文/細雨蓮蓮(On the way)
本文首發豆瓣日記,2015-03-05 00:38:56
我的貓,張小秋,乘坐著飛機,來到了我的身邊,獲得了它的自由。
張小秋,是一只很普通的黃貍貓,在很小的時候,邂逅了我,于是它在我的一廂情愿下成為了我的寵物。
為什么這樣表述呢?其實,和貓生活在一個空間里,真地很難說清楚人與貓的關系。如果說,貓順從,那是在它想順從的時候;如果說,貓可愛,那是在它的確表現得很可愛的時候;如果說,貓是人的寵物,那只是在人認為貓是人的寵物的時候。貓有高高在上的時候,俯視著目光可及的一切,其中包括它的“主人”,這個時候,毫無順從可言;貓有偷偷窺視的時候,躲在某一個角落,用它的眼睛觀察著它的世界,這個時候,人僅僅是它視界和世界的一部分而已;貓有“我餓了,我渴了,我要睡覺,我要進屋,幫我開門,你給我讓開”的時候,這個時候,人不再是主人,更像是仆人或者是期望給予幫助的朋友。
我從心里一直認定張小秋是我的貓的同時,也是在承認我不過是它的世界中比較熟悉的幾個人之一。
從空間上看,張小秋的自由從我們邂逅之后是有局限的。它不出樓,腳不碰外邊的地面。它自己好像也不想出樓去,于是總是蹲在玻璃窗前望著外邊。雖然樓宇總是在更換,自然是跟隨著我更換,但是在我畫地為牢的時候,它也從精神上徹底走進了不自由和失落——因為我不理它。只有在這個時候,我體會到了它對我的關注和期望。更不幸的是,我離開了它,僅僅是離開,因為我也沒有去處,只是漂泊——看上去自由,其實是靈魂和精神的飄忽不定與不安。
好在,它住的地方有電話,我經常撥打那個電話,我想,它知道,那是我在打給它,它一定知道。其實,在我離開它之后,我也不知道該如何回去面對它。或許在我離開的日子里,它思念過我,埋怨過我,惦記過我,甚至夢到過我,只是它不會用我們人的方式表達給我。只是它依然不自由,在一處足夠大的空間里,守望著南北的幾扇窗戶,從太陽升起到月亮升起,從太陽落下到月亮落下。

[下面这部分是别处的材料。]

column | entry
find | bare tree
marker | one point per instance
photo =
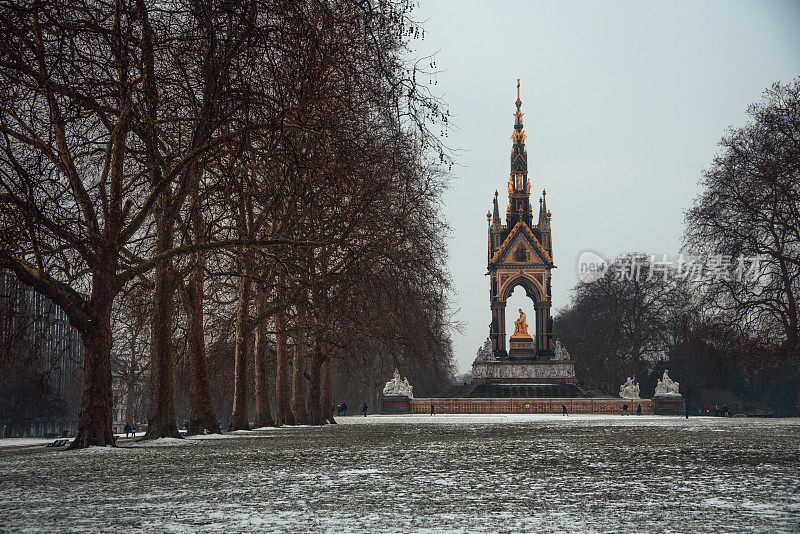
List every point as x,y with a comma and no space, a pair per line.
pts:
750,210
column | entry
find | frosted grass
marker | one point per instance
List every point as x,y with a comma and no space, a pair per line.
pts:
421,473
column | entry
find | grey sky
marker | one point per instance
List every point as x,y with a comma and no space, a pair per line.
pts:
624,104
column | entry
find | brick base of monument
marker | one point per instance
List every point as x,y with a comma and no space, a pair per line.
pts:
574,406
395,405
523,372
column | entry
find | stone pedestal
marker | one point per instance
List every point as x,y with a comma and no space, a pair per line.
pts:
522,348
669,405
523,372
395,404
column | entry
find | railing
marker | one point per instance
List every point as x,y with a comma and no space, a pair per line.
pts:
574,406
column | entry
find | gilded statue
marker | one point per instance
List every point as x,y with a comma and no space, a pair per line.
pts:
521,326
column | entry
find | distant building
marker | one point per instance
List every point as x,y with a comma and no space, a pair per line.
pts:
41,358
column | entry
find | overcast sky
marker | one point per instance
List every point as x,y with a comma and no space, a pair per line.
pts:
624,105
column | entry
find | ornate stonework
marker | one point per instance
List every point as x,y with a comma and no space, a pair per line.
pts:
520,252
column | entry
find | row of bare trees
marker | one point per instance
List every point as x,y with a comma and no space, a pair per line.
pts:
271,161
736,325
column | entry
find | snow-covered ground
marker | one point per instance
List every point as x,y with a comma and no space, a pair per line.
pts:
441,473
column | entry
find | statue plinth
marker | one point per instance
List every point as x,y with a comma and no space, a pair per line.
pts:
395,404
669,405
522,347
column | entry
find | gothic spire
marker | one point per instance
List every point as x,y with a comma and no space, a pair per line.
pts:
519,206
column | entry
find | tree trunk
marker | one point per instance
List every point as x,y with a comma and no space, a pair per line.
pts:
130,402
282,391
95,415
202,416
315,415
326,396
299,372
239,416
263,412
161,416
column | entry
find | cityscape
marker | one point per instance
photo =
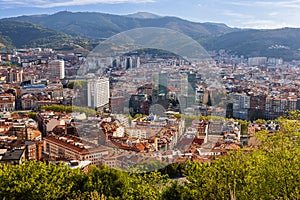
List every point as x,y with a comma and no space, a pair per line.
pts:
148,109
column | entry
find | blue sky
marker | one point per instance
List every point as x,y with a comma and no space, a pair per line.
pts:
236,13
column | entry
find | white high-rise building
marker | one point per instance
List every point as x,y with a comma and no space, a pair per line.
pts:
98,92
56,69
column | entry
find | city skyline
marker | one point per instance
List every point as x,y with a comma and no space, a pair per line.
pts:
238,13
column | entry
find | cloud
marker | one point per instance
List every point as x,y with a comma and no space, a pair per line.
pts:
273,14
280,4
60,3
236,14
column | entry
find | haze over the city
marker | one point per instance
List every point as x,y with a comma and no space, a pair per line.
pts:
237,13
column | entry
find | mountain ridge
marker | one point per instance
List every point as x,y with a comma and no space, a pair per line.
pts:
96,26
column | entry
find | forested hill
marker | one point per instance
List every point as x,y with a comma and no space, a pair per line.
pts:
95,27
24,34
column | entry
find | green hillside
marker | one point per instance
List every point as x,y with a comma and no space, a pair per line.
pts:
98,25
271,43
94,26
23,34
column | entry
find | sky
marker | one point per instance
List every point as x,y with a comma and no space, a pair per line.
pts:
237,13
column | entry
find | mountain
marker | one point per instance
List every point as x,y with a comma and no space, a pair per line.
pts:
95,27
99,25
24,34
143,15
283,43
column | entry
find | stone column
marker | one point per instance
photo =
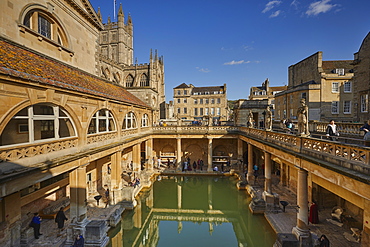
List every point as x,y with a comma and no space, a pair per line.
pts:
250,164
77,181
149,154
268,172
78,204
209,157
365,235
136,159
178,154
240,156
116,180
301,231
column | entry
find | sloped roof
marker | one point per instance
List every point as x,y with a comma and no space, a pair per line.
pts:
182,85
26,64
208,89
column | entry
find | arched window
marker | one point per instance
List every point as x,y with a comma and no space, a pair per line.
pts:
145,121
36,123
101,122
129,81
144,81
45,24
130,121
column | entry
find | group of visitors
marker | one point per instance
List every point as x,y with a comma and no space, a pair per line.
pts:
188,166
60,218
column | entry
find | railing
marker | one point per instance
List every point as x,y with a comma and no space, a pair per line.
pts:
31,150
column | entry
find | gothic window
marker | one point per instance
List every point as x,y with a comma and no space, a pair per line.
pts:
130,121
145,121
129,81
144,81
364,102
37,123
102,121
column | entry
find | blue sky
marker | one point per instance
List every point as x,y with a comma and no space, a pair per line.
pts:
240,42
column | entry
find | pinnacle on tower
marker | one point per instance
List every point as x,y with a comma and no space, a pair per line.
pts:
99,15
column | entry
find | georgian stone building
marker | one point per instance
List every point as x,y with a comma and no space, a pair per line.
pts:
361,81
327,87
192,102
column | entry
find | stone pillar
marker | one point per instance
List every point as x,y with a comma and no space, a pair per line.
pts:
178,154
78,205
116,180
209,157
365,235
301,231
250,164
136,159
179,196
149,154
268,169
240,156
77,181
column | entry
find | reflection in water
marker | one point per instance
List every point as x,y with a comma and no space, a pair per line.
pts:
192,211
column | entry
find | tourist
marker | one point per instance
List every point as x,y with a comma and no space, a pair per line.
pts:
314,214
331,131
324,241
79,241
107,197
35,224
60,218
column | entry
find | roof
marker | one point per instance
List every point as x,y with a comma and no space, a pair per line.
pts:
26,64
208,89
183,85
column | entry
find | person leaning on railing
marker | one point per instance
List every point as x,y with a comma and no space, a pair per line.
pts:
366,129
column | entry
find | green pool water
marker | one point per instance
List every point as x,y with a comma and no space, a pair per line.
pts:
190,212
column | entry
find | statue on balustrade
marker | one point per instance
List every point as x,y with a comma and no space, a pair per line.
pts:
302,114
268,119
250,119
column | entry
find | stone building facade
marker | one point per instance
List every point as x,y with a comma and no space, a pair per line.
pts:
327,87
192,102
362,81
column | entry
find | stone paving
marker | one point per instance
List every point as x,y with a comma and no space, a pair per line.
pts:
282,222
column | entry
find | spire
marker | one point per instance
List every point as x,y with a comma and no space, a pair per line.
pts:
120,11
99,15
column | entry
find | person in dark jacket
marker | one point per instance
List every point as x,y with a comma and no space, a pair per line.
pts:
324,241
35,224
60,218
331,131
79,242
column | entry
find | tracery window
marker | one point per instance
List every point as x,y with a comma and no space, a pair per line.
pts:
38,123
144,81
102,121
145,121
129,81
130,121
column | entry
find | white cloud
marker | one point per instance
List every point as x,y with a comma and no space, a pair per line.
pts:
270,5
203,70
236,62
318,7
275,14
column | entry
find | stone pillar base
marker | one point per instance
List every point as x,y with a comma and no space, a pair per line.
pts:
74,229
304,237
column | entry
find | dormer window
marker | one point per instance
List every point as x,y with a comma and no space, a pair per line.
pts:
339,71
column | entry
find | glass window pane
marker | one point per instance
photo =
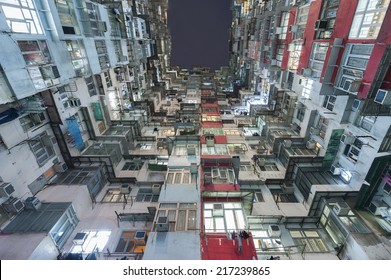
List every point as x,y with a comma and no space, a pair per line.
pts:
181,221
219,225
230,220
192,220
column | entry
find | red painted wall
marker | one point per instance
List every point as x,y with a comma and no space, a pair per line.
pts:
309,33
383,39
291,21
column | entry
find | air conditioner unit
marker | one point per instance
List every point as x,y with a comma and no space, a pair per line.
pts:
314,131
140,238
101,25
288,188
321,24
274,231
13,205
80,238
306,72
287,143
210,142
347,139
48,83
341,208
294,28
356,104
310,145
49,72
218,210
123,58
376,207
383,97
75,102
32,203
125,189
98,146
155,189
261,162
162,224
354,85
60,167
335,170
191,150
6,189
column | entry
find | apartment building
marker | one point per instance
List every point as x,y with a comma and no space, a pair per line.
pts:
109,152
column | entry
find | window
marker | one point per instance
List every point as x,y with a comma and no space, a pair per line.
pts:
222,175
307,83
354,62
78,56
35,52
180,176
64,227
90,85
94,19
95,241
309,239
387,188
118,50
329,102
66,12
352,151
31,120
322,125
102,54
21,16
386,144
317,58
226,217
283,25
181,216
368,19
259,197
42,148
300,113
109,83
366,122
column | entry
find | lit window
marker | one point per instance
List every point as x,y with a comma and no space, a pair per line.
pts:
329,102
354,62
368,19
317,58
78,56
42,148
21,16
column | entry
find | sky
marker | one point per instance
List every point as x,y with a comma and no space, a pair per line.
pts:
199,32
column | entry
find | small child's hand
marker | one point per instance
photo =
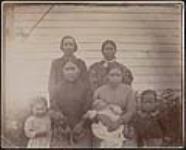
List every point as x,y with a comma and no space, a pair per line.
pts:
41,134
91,114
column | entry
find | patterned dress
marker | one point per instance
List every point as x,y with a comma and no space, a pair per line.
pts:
38,125
98,72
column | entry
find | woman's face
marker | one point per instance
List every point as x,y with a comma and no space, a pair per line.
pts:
68,46
115,76
39,108
109,51
71,72
148,102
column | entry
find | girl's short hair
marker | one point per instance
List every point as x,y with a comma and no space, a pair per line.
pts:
39,99
74,61
69,37
114,65
148,92
108,42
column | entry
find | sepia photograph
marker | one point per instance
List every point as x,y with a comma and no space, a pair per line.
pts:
92,74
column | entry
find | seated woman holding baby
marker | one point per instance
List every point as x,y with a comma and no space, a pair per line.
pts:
113,107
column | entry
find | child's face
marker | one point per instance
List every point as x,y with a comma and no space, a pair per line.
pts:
148,102
68,46
109,51
115,76
99,104
71,72
39,108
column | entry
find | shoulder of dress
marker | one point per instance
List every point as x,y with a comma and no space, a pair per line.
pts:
96,64
57,60
126,86
30,119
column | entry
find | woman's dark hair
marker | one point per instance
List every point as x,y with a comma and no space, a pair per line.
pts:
68,37
148,92
108,42
38,99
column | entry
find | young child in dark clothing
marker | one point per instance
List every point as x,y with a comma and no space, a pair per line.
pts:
171,117
146,121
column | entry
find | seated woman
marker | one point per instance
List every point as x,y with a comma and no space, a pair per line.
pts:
117,93
69,102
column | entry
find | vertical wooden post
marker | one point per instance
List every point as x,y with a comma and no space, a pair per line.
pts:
7,40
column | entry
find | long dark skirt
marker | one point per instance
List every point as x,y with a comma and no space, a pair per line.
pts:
60,139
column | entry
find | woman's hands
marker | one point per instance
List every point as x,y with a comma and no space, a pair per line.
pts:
56,115
111,125
78,128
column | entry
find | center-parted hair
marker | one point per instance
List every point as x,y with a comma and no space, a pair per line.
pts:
68,37
108,42
37,100
148,92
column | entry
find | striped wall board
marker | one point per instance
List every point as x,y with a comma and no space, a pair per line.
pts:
148,41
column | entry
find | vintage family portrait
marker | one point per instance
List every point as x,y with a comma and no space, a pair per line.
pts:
92,74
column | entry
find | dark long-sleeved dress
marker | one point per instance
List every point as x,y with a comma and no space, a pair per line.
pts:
98,72
72,99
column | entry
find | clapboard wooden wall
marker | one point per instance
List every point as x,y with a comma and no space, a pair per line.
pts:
148,38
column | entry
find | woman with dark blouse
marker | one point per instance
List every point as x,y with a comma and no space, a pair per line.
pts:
70,98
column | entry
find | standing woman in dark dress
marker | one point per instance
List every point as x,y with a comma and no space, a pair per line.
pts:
98,70
68,46
70,98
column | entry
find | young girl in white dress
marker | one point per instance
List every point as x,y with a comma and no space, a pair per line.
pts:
38,126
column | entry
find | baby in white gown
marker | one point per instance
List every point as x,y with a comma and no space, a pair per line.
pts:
110,139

當我,暫時停止了漂泊,它便乘著飛機,來到我的身邊。我,不再想張小秋繼續生活在在我看來足夠大的空間里,盡管它一直不曾拒絕我對它的限制,當然,那也可能是它自己的畫地為牢。我告訴它我住的地方,它留下了氣味的記號,便跑向了自由的田野,自由的菜地,自由的葡萄園,自由的自由。
而我,依然沒有自由可言。
人,不自由。人,生來就不是自由的存在,也不能是自由的存在,但是人可以在一定的范圍能實現一定的自由,而不是絕對的自由,盡管思想上的自由被認為是有可能實現的。于是,人向往自由,渴望自由,追求自由。流浪與漂泊明顯是不自由的,雖然有著看似自由的形式,但是更具有著不確定的本質。不確定不是自由的,確定的也不是自由的。